La colmena

Magdalena Trillo

Las europeas, a examen

ENCUESTA casera nada rigurosa pero más que elocuente: las elecciones europeas de mayo concluirán con una sonora pitada por parte de la sociedad española. La abstención será histórica y habrá un voto de castigo incontestable -de quienes vayan a las urnas y de quienes se queden en casa- para los dos grandes partidos que llevan tres décadas compitiendo en errores y abriendo una brecha infinita con la ciudadanía: votar para qué si luego hacen lo que quieren; votar para qué si lo único que saben hacer es subirnos los impuestos; votar para qué si a lo que se dedican es a llenarse los bolsillos… Allí y aquí...

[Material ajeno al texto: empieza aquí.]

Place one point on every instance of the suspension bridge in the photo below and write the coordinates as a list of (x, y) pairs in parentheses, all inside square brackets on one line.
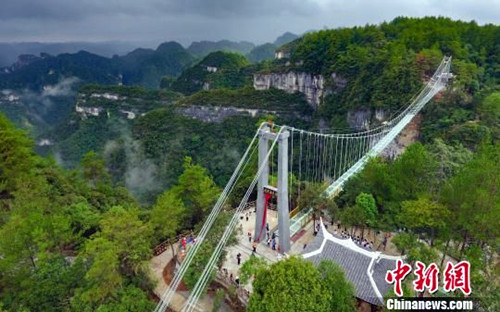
[(286, 154)]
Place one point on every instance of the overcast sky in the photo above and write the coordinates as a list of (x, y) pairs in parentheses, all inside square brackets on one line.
[(257, 21)]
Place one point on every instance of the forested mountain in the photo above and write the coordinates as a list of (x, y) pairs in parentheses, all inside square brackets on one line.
[(380, 74), (146, 164), (203, 48), (10, 51)]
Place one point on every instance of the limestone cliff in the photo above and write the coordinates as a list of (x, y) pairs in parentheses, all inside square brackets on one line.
[(313, 86), (217, 114)]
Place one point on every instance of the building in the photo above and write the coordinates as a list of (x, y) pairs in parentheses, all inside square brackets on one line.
[(365, 269)]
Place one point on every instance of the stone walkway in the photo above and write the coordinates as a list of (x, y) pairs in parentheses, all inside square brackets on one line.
[(244, 246), (156, 266)]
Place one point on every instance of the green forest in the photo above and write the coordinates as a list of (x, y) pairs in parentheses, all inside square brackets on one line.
[(79, 219)]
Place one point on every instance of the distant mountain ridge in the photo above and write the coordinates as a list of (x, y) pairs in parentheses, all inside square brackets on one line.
[(9, 51), (203, 48)]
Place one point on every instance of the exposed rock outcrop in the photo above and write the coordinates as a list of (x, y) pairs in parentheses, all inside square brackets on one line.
[(219, 113), (313, 86), (362, 119)]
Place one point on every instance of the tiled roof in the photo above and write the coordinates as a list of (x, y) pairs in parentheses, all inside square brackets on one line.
[(365, 269)]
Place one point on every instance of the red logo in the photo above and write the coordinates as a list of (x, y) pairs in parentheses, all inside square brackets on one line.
[(454, 277), (457, 277), (397, 276), (426, 278)]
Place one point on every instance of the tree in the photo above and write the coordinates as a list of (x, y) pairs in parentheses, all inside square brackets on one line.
[(166, 215), (423, 214), (15, 156), (197, 191), (353, 216), (414, 172), (103, 279), (366, 203), (94, 170), (310, 197), (473, 196), (290, 285), (130, 236), (342, 291)]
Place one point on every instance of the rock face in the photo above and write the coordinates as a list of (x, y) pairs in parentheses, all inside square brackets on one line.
[(361, 119), (313, 86), (218, 113)]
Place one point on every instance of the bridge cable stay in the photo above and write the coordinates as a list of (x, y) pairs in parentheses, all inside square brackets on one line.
[(204, 278), (170, 291), (321, 156)]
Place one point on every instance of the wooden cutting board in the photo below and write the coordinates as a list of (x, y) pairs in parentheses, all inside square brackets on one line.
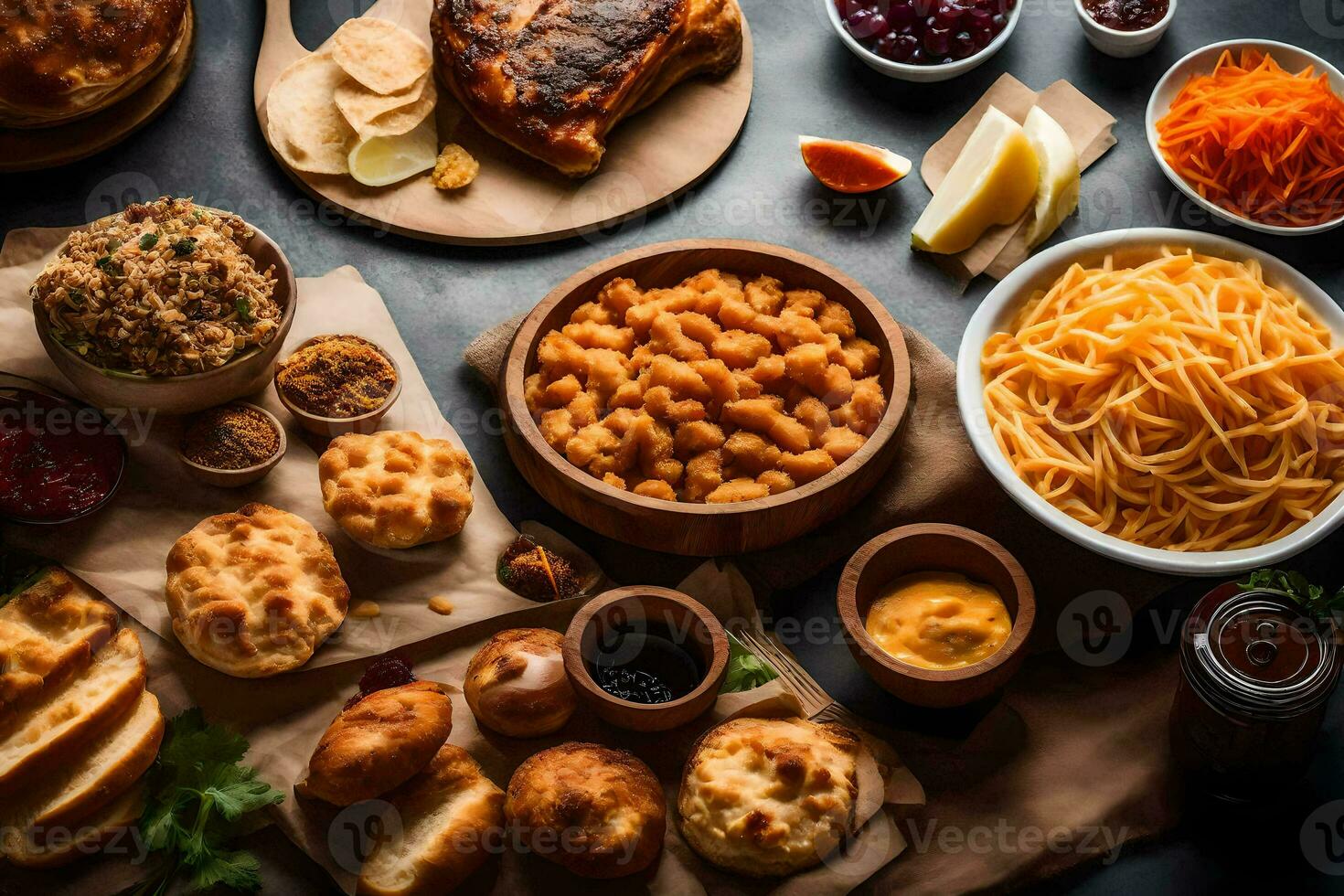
[(37, 148), (652, 157)]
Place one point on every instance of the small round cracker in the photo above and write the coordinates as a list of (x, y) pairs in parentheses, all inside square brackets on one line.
[(305, 126), (362, 105), (380, 54), (405, 120)]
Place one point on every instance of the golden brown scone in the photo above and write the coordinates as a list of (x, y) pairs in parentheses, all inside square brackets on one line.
[(379, 743), (254, 592), (397, 489), (48, 630), (517, 684), (60, 60), (771, 797), (449, 815), (594, 810)]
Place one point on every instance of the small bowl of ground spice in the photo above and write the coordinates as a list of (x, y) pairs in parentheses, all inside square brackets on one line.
[(231, 445), (336, 384)]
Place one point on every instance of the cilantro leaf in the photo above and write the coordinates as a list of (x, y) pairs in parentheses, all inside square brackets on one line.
[(746, 670), (1298, 589), (199, 795), (237, 792)]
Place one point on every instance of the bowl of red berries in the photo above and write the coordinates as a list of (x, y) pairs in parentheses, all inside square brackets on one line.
[(923, 39)]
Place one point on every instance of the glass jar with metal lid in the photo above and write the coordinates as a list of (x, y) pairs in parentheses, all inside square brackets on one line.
[(1255, 676)]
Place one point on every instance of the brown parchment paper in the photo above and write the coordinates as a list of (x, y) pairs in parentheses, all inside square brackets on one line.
[(281, 752), (122, 549), (1004, 246)]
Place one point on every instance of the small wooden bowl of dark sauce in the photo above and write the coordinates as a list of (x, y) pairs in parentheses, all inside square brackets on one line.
[(645, 658)]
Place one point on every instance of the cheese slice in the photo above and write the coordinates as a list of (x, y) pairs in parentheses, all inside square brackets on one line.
[(992, 182), (1057, 195)]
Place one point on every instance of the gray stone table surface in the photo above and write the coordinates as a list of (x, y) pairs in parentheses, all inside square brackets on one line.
[(208, 144)]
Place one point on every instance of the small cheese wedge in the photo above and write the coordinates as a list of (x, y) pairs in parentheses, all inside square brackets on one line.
[(379, 162), (1061, 182), (992, 182)]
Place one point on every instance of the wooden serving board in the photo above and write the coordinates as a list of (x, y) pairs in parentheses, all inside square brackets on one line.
[(652, 157), (37, 148)]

Pesa la corrupción pero pesa más el desencanto, la desconfianza y el escepticismo. El último sondeo del CIS eleva a un 53% el porcentaje de españoles que no piensa ir a votar o lo va a hacer en blanco. Mi encuesta es aún más negativa en participación, apunta a esa creciente preocupación por la política y por los políticos que reflejan todos los barómetros y coincide cien por cien con ese nuevo mapa político que los analistas vienen vislumbrando en el que caen las mayorías absolutas, se hunde el bipartidismo y crecen con fuerza los hasta ahora minoritarios IU y UPyD.

A cuatro meses de los comicios, pocos saben que el 25 de mayo se renueva el Parlamento Europeo y poco importa lo que se diga en la campaña y quién vaya en las listas. Aunque cada vez somos más conscientes de que nuestro futuro se decide en Europa, la convocatoria se medirá desde dos perspectivas muy distintas: será el primer examen en las urnas al Gobierno de Rajoy y un ensayo para las municipales del año que viene. Las elecciones que se celebrarán entre el 22 y el 25 de mayo en 28 países de la Unión Europea son además las primeras en las que podremos conocer el verdadero impacto de la crisis después de haber sufrido las insensatas recetas de los socialistas con el Ejecutivo de Zapatero y haber descubierto el alcance real de las promesas de bajada de paro y recuperación económica con que el PP llegó a la Moncloa.

Estrictamente, sobre nada de esto se nos 'preguntará' en mayo, pero los propios partidos son conscientes de que será imposible ir a votar sin acordarnos de los 'amigos' Bárcenas o Guerrero y sin tener en cuenta la elevada factura de los Consejos de Ministros de los viernes; tanto los de los habituales incumplimientos del programa electoral como de los polémicos cumplimientos de las últimas semanas. El PP podrá realizar una primera medición de la erosión -o no- del Gobierno y los socialistas tomar nota del 'efecto Susana Díaz' de cara a las primarias abiertas que celebrarán dentro de unos meses para elegir su candidato a la Presidencia.

En Andalucía será un test para el bipartito -tanto PSOE como IU podrán evaluar sus fuerzas de cara a las andaluzas de 2016 e incluso valorar la idoneidad o no de un adelanto electoral- y en la provincia de Granada, con un escenario tremendamente reñido, lo que se juegan socialistas y populares es muy sencillo: la victoria. Los responsables de campaña lo explican en la amplia información que hoy publicamos sobre la puesta a punto de la maquinaria electoral. El primer reto es movilizar y el segundo, obviamente, ganar. El PSOE saldrá a recuperar la hegemonía perdida en la provincia y el PP, a mantener la inesperada victoria de los últimos comicios.

Por muy distorsionadas que sean las lecturas del día después, muy diferentes los objetivos con que se prepare la campaña y muy contrapuestos los ánimos con que se afronten, no son unas elecciones secundarias. Ni para los partidos ni para nosotros. Teóricamente, porque los 54 europarlamentarios que nos representarán en Estrasburgo tendrán que defender los intereses de España en cuestiones fundamentales como las infraestructuras, la agricultura o la pesca, tomarán decisiones que tendrán una traslación nacional en campos como el empleo, la lucha contra el paro juvenil, la formación, la jubilación y las pensiones y, siendo pragmáticos, decidirán el destino de inversiones millonarias que, para un país que sigue en desarrollo como España, una región en el furgón de cola como Andalucía, una provincia especialmente castigada como Granada, han sido y seguirán siendo vitales.

En la práctica, será un día de examen. Y con esa seriedad y responsabilidad lo deberíamos vivir. Los partidos y nosotros. Porque si preocupa la abstención y el mensaje de castigo por cuanto significan de desafección y de rechazo a la política, más riesgo es que se utilicen las europeas para hacer experimentos votando extravagancias, dando pie a posiciones fundamentalistas y radicales y provocando un escenario de desgobierno que nos acabaría perjudicando a todos.